Edge computing has been around for decades and as technology developed and connectivity improved by leaps and bounds, we’ve seen use cases and applications in almost every aspect of human life.
The Gartner Hype Cycle in 2020 is of the opinion that edge computing is approaching the peak of inflated expectation but I would argue that this is the next important step for technology development and with accelerated rollouts of 5G all around the world, we’re going to see edge computing really coming of age this year.
All transformational technologies take place in waves and what we’re seeing this year is the convergence of some really big waves coming together. Arguably, the biggest catalyst is the global pandemic. From a technology point of view, it has led to the biggest shift to digitalisation that the world has ever seen. Whole industries have been disrupted as businesses race to implement technology that will enable them to survive.

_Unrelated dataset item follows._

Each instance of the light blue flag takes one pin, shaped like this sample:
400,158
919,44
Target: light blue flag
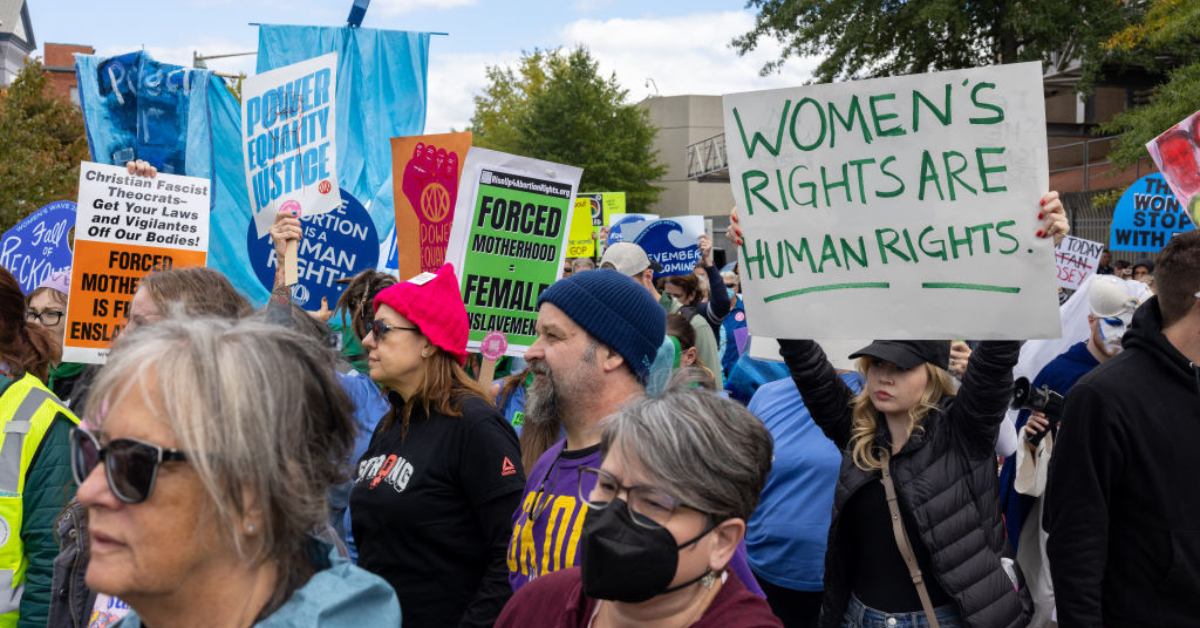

We will look back on 2020 as a milestone in humanity’s digital transformation. And distributed edge computing is one of the areas where we are seeing accelerated development.
Distributed edge computing, which is essentially a computing paradigm that brings computation and data storage closer to the location where it is needed to improve response times and save bandwidth, has many guises - the Internet of Things (IoT), IT/OT convergence etc - but in its purest form, it’s about how technology can be automated to improve human life.
Sensors in the fields that help farmers keep track of the health of their crops, self-driving machines that work 24/7 on mining sites, automated factories that operate round the clock with minimal human supervision, little drones that surgeons can send into your body. The applications are limited only by our imagination.
Implications on IT infrastructure
What does this mean for IT infrastructure? What does the CIO or CTO need to think about in order to build IT for their enterprises that can take advantage of distributed edge computing. For one, this will create a deluge of data unseen in human history. Where will we store this data? How will we move it? How do we figure out what’s important?
IDC projects that IoT devices alone will generate almost 80ZB of data, yes Zettabytes. I believe this is only the tip of the iceberg.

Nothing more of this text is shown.